This is the sixth in our series of the best conservative speeches from the last century to the present day.
Ronald Wilson Reagan, the bit-part actor from Hollywood who came to be dubbed The Great Communicator in recognition of his oratorical skills, served as the 40th President of the United States from 1981 to 1989.
He shot to national political prominence with a speech he made in 1964 in support of Barry Goldwater’s foundering presidential campaign. A Time for Choosing launched Reagan’s political career, though Goldwater lost by one of the biggest margins in history.
It set out his uncompromising political stance and ideology. It did not lack for metaphor, and the message was all the more powerful for it.
‘The Founding Fathers knew a government can’t control the economy without controlling people. And they knew when a government sets out to do that, it must use force and coercion to achieve its purpose. So we have come to a time for choosing.
‘You and I are told we must choose between a left or right, but I suggest there is no such thing as a left or right. There is only an up or down. Up to man’s age-old dream – the maximum of individual freedom consistent with law and order – or down to the ant heap of totalitarianism.’
As one his biographers later explained, ‘Ronald Reagan was transformed into a superb actor when he took on the roles of governor of California, presidential candidate and President of the US. Then, as never in his movies, he became authoritative, authentic, irresistible to eye and ear.’
His next great performance came at the Republican National Convention in 1976, when Gerald Ford took the unusual step of inviting him, the losing nominee, to the podium to speak. Reagan, in one of the greatest ad libs ever, stole his rival’s thunder and made the delegates regret their choice. You can see why here.
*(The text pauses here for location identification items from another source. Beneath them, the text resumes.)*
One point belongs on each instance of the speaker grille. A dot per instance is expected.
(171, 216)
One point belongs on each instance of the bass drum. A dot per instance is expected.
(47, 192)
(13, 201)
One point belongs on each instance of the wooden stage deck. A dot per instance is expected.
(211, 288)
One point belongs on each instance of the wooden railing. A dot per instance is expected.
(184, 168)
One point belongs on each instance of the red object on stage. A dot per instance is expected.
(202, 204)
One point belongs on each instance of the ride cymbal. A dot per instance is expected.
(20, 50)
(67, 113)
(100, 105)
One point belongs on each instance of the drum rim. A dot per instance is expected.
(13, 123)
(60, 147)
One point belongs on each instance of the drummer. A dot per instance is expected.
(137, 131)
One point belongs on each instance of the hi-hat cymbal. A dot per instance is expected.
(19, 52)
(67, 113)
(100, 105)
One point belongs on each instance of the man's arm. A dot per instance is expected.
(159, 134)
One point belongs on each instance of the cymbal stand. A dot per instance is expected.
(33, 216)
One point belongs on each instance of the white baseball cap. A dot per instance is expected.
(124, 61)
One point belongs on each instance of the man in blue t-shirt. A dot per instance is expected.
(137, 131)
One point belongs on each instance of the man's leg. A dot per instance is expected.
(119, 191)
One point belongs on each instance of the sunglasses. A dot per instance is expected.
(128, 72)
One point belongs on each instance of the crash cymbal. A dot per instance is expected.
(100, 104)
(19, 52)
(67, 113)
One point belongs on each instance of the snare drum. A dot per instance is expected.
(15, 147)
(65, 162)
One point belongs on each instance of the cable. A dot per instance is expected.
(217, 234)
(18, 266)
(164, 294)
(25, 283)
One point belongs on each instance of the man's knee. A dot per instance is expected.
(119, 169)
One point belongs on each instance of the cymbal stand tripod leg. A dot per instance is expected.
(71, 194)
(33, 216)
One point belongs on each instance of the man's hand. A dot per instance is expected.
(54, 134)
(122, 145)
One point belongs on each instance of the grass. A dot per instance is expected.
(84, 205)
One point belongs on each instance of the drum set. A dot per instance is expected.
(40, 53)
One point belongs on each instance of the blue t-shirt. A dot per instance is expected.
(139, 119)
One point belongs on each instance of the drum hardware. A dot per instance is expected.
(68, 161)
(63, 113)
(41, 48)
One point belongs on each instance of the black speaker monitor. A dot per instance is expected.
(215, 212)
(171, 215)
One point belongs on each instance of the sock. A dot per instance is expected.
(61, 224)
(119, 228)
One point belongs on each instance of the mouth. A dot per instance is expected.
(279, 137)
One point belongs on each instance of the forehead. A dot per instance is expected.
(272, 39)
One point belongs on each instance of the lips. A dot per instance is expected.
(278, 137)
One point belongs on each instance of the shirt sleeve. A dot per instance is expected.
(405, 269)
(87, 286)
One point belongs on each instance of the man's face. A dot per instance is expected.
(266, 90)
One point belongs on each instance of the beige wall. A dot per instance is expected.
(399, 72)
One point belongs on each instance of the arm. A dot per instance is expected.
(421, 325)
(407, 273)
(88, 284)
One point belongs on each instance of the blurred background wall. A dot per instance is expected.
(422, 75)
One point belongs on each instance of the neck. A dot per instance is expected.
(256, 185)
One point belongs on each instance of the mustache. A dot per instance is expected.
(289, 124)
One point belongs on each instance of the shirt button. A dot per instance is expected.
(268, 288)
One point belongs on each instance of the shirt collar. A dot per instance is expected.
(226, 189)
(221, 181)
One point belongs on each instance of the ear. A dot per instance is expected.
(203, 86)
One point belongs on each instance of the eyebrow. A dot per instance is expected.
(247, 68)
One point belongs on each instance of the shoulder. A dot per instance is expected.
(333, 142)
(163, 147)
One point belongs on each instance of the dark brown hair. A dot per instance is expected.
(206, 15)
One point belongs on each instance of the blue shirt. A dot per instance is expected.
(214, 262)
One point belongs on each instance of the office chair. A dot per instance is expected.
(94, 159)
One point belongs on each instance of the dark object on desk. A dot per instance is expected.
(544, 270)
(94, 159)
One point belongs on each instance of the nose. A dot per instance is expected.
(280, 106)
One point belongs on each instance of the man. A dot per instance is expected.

His own inauguration he made memorable for the words: ‘In the present crisis, government is not the solution to our problem; government is the problem.’
Reagan initially suffered at the bad-mannered hands of the Brits – just as Donald Trump suffers now. Many on the Left chose to sneer, deride and even refuse to meet him. Harold Wilson as prime minister declined to see the former governor of California and soon-to-be President of the US. Mrs Thatcher greeted him, however, with Winston Churchill at her side: that is ‘little Winston’, as his grandfather called him.
She was the first world leader to visit Reagan, in Washington, after he became President, sealing their special relationship thus: ‘Your problems will be our problems . . . and when you look for friends we will be there.’
For all of Reagan’s eight years at the White House, Mrs Thatcher was at Number 10. Together they refashioned the political landscape of the western world, rejuvenating the conservative philosophy. They stood in steadfast opposition to the prevailing socialist and collectivist philosophy they’d inherited, and of course to Soviet aggression.
Some think that it was at the Bergen-Belsen concentration camp in 1985 that Ronald Reagan delivered the supreme speech of his presidency.
which you can also read here.
Yet the end of the Cold War would not have come to pass without Reagan and Thatcher’s resolute leadership on behalf of the anti-communist nations. This is why I have to choose above all Reagan’s 1987 speech in Berlin, demanding: ‘Mr Gorbachev, tear down this wall!’ It was very far from ad lib. Like Churchill’s greatest speeches it had huge time and energy expended on it, of which the main author has since written.
It is astonishing to realise that Ronald Reagan and John F Kennedy were members of the same generation and that a mere six years separated their births. Both men went to Berlin. Kennedy to tell the world that he was proud to call himself a Berliner (or that infamous jelly doughnut, depending on your translator) in the face of Soviet military threats; Reagan, by contrast, to tug at a faded, fraying Iron Curtain and to challenge Mikhail Gorbachev to tear down that wall, which you can see here.
(or for the shorter clip of the direct appeal to Gorbachev here)
I have no doubt as to who was the more honourable man and the greater speaker.